We probed Dr. Rick a little further on whether peaceful conflict resolution is really always a viable possibility. He seems to think so. Human relationships don't go bad because people are bad or good, or because certain topics can't be talked about; "They go bad because they don't take the steps to talk about a difficult conflict in a peaceful way." As a group, we came to the conclusion that we should understand that others come from different perspectives, identities, and opinions, and "once we get to know each other, we can appreciate the divinity of each person." As one of our participants beautifully captured in a metaphor, we each are one individual droplet united together in one collective ocean. We hope to take today's discussion and apply it when we are able to in the conflicts in our own lives to shift the world closer to achieving wholesome peace and love!

By: Daniella Colombo

10/25/17 Songs of Our Lives

Today we had the opportunity for a group-led incubator meeting, which turned out to be incredibly lively and engaging. Our discussion opened with two questions about music that we were each supposed to answer. However, we all drifted off to talk about topics beyond the scope of what we were asked. Perhaps this is telling of the great significance music has in each of our lives, whether we realize it or not. 

FullSizeR.jpg

Darcy shared a beautiful story about her mother's discovery of her love for Brazilian music towards the end of her life.
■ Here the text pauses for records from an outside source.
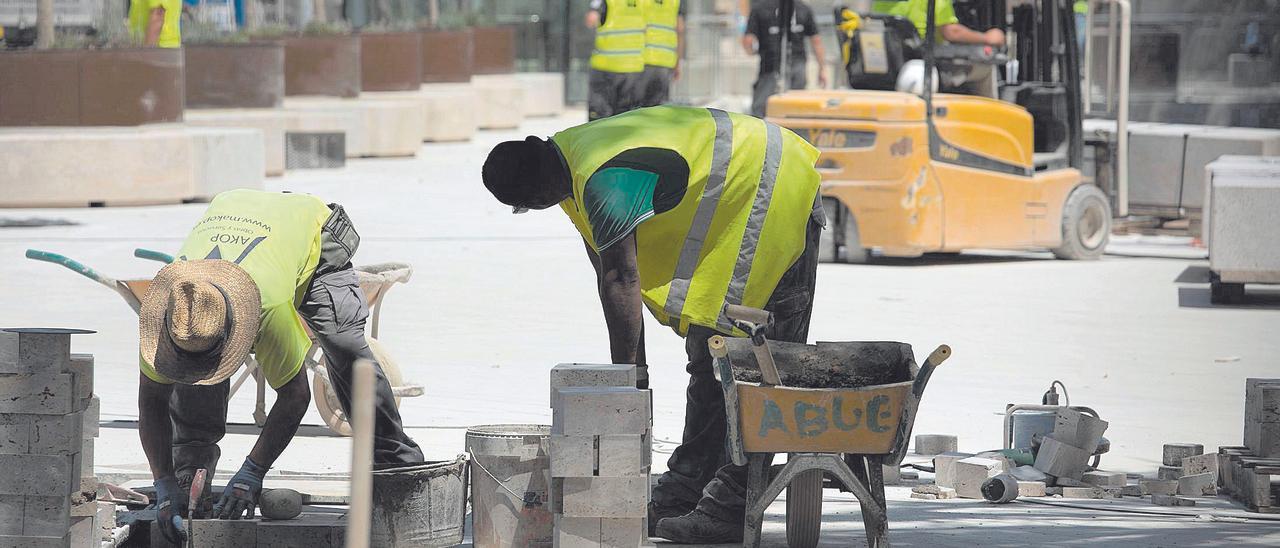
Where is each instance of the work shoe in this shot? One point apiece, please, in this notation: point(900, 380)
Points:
point(661, 512)
point(699, 528)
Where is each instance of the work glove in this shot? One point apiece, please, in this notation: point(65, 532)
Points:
point(240, 497)
point(170, 501)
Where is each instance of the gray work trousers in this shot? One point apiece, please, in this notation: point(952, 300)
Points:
point(336, 310)
point(699, 473)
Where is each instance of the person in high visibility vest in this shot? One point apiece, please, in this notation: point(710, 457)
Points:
point(254, 268)
point(616, 80)
point(155, 23)
point(663, 49)
point(682, 210)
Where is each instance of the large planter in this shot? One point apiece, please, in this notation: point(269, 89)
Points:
point(91, 87)
point(391, 60)
point(234, 76)
point(494, 50)
point(447, 55)
point(323, 65)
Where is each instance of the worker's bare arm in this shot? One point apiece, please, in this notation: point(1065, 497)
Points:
point(155, 428)
point(282, 423)
point(618, 282)
point(959, 33)
point(155, 23)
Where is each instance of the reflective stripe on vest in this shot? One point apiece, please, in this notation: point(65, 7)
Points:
point(740, 223)
point(620, 41)
point(661, 39)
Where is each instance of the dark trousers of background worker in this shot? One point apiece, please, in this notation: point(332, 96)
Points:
point(613, 92)
point(336, 310)
point(768, 83)
point(657, 86)
point(699, 471)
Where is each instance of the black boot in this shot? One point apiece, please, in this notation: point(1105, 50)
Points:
point(699, 528)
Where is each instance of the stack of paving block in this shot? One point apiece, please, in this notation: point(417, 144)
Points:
point(1066, 451)
point(44, 396)
point(1247, 473)
point(600, 448)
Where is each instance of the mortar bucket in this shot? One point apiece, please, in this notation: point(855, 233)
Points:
point(511, 469)
point(423, 505)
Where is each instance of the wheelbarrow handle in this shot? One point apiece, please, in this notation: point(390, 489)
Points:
point(78, 268)
point(152, 255)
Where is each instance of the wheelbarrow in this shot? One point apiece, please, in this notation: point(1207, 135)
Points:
point(846, 430)
point(375, 281)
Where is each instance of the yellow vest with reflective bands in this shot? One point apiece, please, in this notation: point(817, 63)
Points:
point(620, 41)
point(739, 227)
point(659, 32)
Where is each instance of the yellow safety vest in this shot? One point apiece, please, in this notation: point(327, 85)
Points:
point(659, 32)
point(620, 41)
point(743, 219)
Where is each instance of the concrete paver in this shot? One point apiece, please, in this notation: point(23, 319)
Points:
point(497, 300)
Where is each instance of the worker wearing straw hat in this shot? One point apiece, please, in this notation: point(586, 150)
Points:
point(251, 266)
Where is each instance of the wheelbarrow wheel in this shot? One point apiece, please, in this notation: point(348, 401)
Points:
point(327, 400)
point(804, 510)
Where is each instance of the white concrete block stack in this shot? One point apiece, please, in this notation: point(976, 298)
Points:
point(44, 396)
point(600, 447)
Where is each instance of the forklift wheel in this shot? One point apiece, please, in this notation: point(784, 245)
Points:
point(840, 241)
point(1086, 224)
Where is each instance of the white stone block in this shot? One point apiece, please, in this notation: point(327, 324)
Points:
point(1243, 242)
point(1078, 429)
point(604, 497)
point(604, 410)
point(1100, 478)
point(944, 467)
point(502, 100)
point(929, 444)
point(622, 531)
point(577, 531)
point(544, 92)
point(1031, 488)
point(1061, 460)
point(272, 122)
point(572, 456)
point(581, 375)
point(624, 455)
point(1197, 484)
point(35, 352)
point(970, 473)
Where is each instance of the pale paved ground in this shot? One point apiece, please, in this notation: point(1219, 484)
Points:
point(497, 300)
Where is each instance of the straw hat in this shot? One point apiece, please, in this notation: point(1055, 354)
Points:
point(199, 320)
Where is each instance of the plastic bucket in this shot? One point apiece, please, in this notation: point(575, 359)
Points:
point(510, 503)
point(420, 505)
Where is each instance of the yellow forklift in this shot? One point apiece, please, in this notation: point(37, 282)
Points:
point(912, 173)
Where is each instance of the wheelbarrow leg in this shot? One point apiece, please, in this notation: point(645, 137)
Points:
point(876, 523)
point(757, 480)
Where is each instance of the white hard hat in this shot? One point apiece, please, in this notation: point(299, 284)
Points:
point(910, 78)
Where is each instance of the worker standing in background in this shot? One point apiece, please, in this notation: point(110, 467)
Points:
point(764, 36)
point(251, 266)
point(154, 23)
point(616, 80)
point(682, 210)
point(663, 49)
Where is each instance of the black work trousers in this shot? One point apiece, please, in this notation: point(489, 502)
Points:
point(699, 473)
point(336, 310)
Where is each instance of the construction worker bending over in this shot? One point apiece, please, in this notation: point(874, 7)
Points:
point(616, 81)
point(251, 266)
point(663, 49)
point(682, 210)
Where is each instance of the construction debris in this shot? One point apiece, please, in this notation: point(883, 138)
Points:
point(46, 452)
point(600, 450)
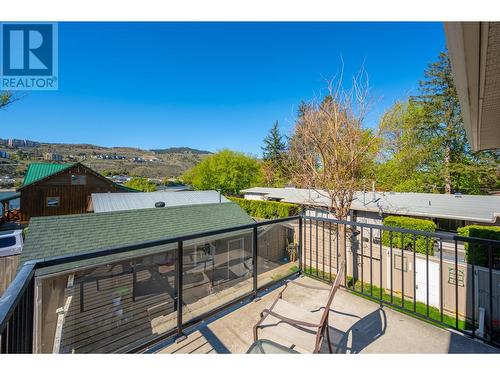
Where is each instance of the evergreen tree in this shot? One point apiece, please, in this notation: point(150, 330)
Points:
point(425, 148)
point(443, 125)
point(274, 154)
point(274, 146)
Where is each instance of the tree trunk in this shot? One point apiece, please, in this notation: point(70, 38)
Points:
point(447, 177)
point(342, 250)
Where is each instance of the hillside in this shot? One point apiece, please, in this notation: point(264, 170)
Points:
point(161, 163)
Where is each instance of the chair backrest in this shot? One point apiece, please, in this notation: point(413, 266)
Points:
point(326, 312)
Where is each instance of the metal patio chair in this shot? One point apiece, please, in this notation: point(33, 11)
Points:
point(301, 328)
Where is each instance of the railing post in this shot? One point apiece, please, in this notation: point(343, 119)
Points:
point(178, 287)
point(254, 256)
point(299, 248)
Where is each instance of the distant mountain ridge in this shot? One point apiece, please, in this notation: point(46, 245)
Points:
point(179, 150)
point(118, 160)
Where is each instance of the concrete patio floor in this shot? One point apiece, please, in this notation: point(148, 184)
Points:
point(356, 326)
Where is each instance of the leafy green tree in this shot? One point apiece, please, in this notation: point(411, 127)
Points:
point(403, 154)
point(425, 148)
point(141, 184)
point(227, 171)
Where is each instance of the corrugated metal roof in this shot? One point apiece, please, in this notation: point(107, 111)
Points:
point(108, 202)
point(52, 236)
point(8, 195)
point(38, 171)
point(479, 208)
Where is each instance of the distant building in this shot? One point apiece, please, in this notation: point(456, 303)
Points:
point(448, 211)
point(61, 189)
point(50, 156)
point(102, 202)
point(21, 143)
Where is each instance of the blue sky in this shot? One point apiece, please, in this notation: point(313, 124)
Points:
point(211, 85)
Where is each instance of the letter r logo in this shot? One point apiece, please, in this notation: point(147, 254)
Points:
point(27, 49)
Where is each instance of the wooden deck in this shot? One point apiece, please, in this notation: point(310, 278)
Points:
point(112, 322)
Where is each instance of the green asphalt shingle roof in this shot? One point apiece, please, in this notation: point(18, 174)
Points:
point(38, 171)
point(53, 236)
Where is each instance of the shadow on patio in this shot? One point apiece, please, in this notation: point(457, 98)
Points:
point(356, 326)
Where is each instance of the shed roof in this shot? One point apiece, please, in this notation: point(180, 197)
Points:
point(53, 236)
point(38, 171)
point(8, 196)
point(107, 202)
point(476, 208)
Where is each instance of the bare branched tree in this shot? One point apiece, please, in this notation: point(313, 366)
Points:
point(330, 148)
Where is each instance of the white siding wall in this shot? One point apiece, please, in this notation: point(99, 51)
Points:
point(254, 197)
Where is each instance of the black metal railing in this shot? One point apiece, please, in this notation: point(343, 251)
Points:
point(381, 264)
point(17, 305)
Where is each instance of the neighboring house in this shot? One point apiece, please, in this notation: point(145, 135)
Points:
point(448, 211)
point(52, 156)
point(103, 202)
point(61, 189)
point(135, 290)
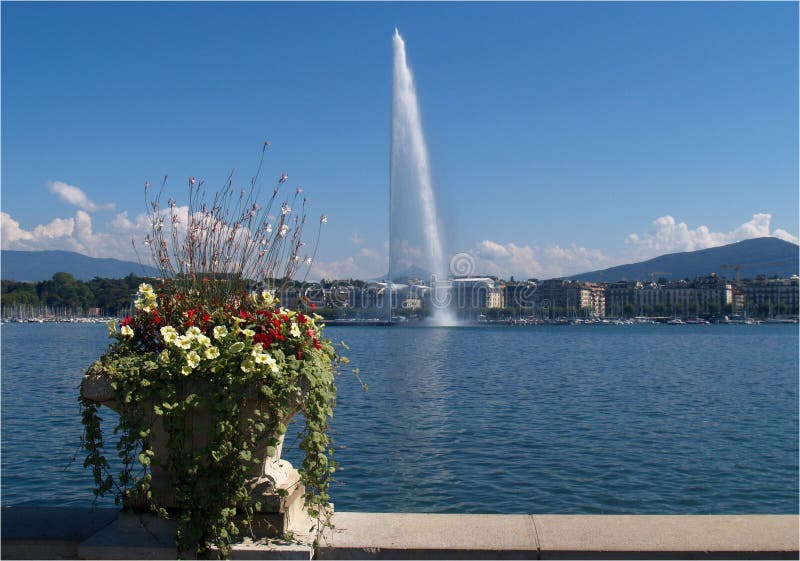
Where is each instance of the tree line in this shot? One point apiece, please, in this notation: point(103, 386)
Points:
point(106, 297)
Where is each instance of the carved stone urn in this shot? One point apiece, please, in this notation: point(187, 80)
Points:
point(273, 482)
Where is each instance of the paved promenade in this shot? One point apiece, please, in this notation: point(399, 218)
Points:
point(74, 533)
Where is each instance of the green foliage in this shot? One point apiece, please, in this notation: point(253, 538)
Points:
point(251, 367)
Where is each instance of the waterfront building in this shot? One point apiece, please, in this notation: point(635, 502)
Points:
point(520, 295)
point(475, 293)
point(771, 297)
point(559, 297)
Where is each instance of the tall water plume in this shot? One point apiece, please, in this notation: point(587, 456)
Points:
point(415, 240)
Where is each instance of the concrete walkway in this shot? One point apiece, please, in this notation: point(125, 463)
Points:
point(73, 533)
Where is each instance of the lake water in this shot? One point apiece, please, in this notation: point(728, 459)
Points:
point(544, 419)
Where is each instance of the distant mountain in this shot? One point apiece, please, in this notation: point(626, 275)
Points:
point(758, 256)
point(401, 277)
point(34, 266)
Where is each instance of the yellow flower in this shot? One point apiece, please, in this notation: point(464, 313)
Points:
point(272, 363)
point(193, 359)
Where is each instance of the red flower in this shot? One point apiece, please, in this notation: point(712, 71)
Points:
point(262, 338)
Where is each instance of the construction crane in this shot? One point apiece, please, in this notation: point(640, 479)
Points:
point(735, 266)
point(654, 273)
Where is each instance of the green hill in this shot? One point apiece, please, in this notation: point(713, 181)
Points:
point(34, 266)
point(758, 256)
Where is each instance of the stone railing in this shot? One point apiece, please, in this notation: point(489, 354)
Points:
point(74, 533)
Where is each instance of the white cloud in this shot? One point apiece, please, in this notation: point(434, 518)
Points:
point(69, 234)
point(367, 263)
point(75, 196)
point(532, 261)
point(669, 236)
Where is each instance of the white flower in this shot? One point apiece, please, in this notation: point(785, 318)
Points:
point(169, 334)
point(220, 332)
point(193, 359)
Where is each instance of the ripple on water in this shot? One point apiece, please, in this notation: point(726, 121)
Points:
point(643, 419)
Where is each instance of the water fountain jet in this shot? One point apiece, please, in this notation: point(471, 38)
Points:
point(414, 235)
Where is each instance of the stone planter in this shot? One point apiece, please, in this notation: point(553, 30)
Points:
point(273, 482)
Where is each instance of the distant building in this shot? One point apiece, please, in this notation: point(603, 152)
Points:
point(770, 297)
point(564, 297)
point(474, 293)
point(520, 295)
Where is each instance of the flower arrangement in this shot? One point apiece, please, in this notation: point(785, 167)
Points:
point(210, 337)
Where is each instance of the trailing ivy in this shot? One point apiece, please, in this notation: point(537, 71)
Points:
point(216, 415)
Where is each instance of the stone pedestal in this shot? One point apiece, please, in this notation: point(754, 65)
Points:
point(274, 482)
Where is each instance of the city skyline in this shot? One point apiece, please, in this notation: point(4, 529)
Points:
point(564, 137)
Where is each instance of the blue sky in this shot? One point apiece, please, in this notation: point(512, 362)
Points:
point(563, 136)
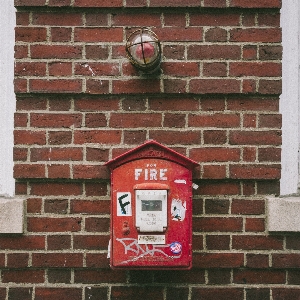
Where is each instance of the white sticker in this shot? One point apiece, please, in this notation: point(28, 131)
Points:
point(151, 239)
point(178, 209)
point(124, 204)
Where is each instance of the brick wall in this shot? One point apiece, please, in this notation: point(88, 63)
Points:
point(80, 103)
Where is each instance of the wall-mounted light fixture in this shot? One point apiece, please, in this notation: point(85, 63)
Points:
point(143, 50)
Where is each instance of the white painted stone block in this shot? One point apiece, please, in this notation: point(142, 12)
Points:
point(284, 214)
point(11, 215)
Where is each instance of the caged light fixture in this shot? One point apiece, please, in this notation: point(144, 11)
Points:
point(144, 50)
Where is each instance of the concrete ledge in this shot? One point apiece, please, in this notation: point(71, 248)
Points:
point(284, 213)
point(11, 215)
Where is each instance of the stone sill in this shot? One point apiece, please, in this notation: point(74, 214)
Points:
point(283, 213)
point(11, 215)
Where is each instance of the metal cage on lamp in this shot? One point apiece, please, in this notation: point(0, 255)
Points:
point(144, 50)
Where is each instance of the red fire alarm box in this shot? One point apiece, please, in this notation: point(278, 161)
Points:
point(151, 209)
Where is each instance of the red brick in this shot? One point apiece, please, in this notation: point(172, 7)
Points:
point(59, 3)
point(97, 69)
point(96, 51)
point(134, 86)
point(34, 205)
point(257, 261)
point(30, 69)
point(270, 52)
point(94, 224)
point(55, 51)
point(284, 261)
point(21, 51)
point(20, 120)
point(174, 3)
point(217, 293)
point(132, 120)
point(96, 3)
point(218, 260)
point(57, 293)
point(97, 136)
point(261, 69)
point(42, 120)
point(60, 69)
point(269, 154)
point(31, 242)
point(101, 275)
point(96, 19)
point(20, 85)
point(57, 19)
point(23, 276)
point(98, 104)
point(175, 137)
point(214, 120)
point(267, 35)
point(255, 171)
point(285, 294)
point(256, 3)
point(255, 137)
point(59, 276)
point(175, 19)
point(91, 242)
point(90, 207)
point(56, 206)
point(247, 207)
point(216, 35)
point(214, 172)
point(29, 2)
point(56, 189)
point(97, 260)
point(214, 52)
point(214, 3)
point(23, 293)
point(30, 34)
point(212, 86)
point(140, 19)
point(183, 69)
point(253, 104)
point(215, 154)
point(57, 260)
point(97, 86)
point(58, 242)
point(211, 224)
point(270, 121)
point(27, 137)
point(96, 189)
point(258, 277)
point(255, 225)
point(217, 242)
point(59, 34)
point(218, 188)
point(173, 104)
point(257, 242)
point(29, 171)
point(56, 154)
point(53, 224)
point(214, 69)
point(98, 35)
point(189, 34)
point(140, 292)
point(269, 19)
point(55, 86)
point(60, 137)
point(225, 19)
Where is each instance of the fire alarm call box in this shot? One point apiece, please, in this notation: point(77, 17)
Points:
point(151, 209)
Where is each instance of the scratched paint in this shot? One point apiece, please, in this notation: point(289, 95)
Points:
point(178, 209)
point(136, 251)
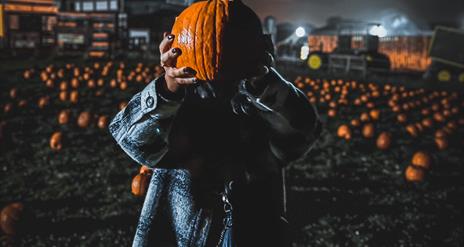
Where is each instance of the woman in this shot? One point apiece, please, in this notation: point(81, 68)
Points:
point(199, 135)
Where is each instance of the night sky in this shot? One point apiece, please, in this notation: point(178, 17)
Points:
point(316, 12)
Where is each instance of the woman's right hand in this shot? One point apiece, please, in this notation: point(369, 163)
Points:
point(175, 77)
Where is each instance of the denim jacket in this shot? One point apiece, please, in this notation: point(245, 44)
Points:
point(281, 126)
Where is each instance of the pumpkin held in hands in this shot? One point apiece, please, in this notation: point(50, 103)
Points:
point(215, 35)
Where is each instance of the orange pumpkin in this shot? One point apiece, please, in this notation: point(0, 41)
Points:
point(139, 184)
point(13, 93)
point(427, 122)
point(22, 103)
point(63, 85)
point(10, 218)
point(55, 141)
point(364, 117)
point(412, 130)
point(63, 95)
point(145, 170)
point(442, 143)
point(122, 105)
point(421, 159)
point(368, 130)
point(83, 120)
point(401, 118)
point(414, 174)
point(7, 108)
point(344, 132)
point(91, 83)
point(63, 117)
point(205, 34)
point(355, 123)
point(43, 101)
point(74, 96)
point(374, 114)
point(199, 31)
point(383, 141)
point(332, 113)
point(440, 134)
point(74, 83)
point(102, 122)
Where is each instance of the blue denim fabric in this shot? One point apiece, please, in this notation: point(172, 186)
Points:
point(142, 130)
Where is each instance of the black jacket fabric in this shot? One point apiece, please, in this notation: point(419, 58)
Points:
point(205, 137)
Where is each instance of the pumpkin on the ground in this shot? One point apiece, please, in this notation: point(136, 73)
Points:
point(102, 122)
point(421, 159)
point(368, 130)
point(83, 120)
point(10, 218)
point(344, 132)
point(63, 117)
point(383, 140)
point(55, 141)
point(414, 174)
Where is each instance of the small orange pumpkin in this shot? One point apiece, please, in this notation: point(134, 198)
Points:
point(83, 120)
point(102, 122)
point(63, 117)
point(10, 218)
point(344, 132)
point(140, 184)
point(368, 130)
point(55, 141)
point(63, 85)
point(145, 170)
point(43, 101)
point(13, 93)
point(414, 174)
point(22, 103)
point(383, 141)
point(374, 114)
point(421, 159)
point(7, 108)
point(123, 86)
point(63, 95)
point(332, 113)
point(74, 97)
point(442, 143)
point(412, 130)
point(122, 105)
point(355, 123)
point(402, 118)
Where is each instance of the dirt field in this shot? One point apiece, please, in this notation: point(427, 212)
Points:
point(344, 193)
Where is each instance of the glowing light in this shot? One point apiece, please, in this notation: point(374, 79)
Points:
point(300, 32)
point(304, 52)
point(379, 31)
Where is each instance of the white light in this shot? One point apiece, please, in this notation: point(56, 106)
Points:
point(300, 32)
point(378, 31)
point(304, 52)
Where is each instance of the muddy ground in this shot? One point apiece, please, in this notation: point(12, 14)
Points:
point(341, 194)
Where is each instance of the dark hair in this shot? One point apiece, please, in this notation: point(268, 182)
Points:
point(244, 45)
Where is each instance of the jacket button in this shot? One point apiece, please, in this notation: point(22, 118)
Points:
point(150, 101)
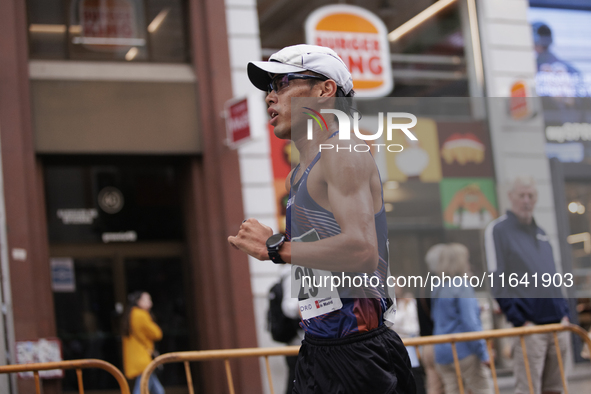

This serves as Darcy's inspiration for exploring music for all kinds --we may just find something that perfectly satisfies our ears when we least expect it. Hwei-Ling was able to connect with Darcy as she recently discovered an interest in Brazilian music as well. This had us all thinking that we are missing out on something and I'm certain some of us will be checking out the genre in the future.

Stoney sang a Yiddish tune for us, which was followed by Greg's performance of a gospel song that he wrote himself. With Dr. Rick on vocals and Dave on the keyboard, the duo carried out their own rendition of "Jeremiah Was a Bullfrog." Dave again played the keyboard as the group joined together to sing "Amazing Grace," with Stoney feeding us the lyrics for those who did not know them all. It was amazing to see how eager participants were to share with us a song that is near and dear to them.

We had so much fun coming together to appreciate music for and hour and a half on this Wednesday morning--so much fun, in fact, that the group decided to organize a "Raise the Roof" choral group. The group will be informally run, and hopes to just provide a place for people to collectively engage in an activity that brings great joy to many of us. It is open to anyone and everyone on Tuesdays form 6-7:30 pm--we invite you all to join us!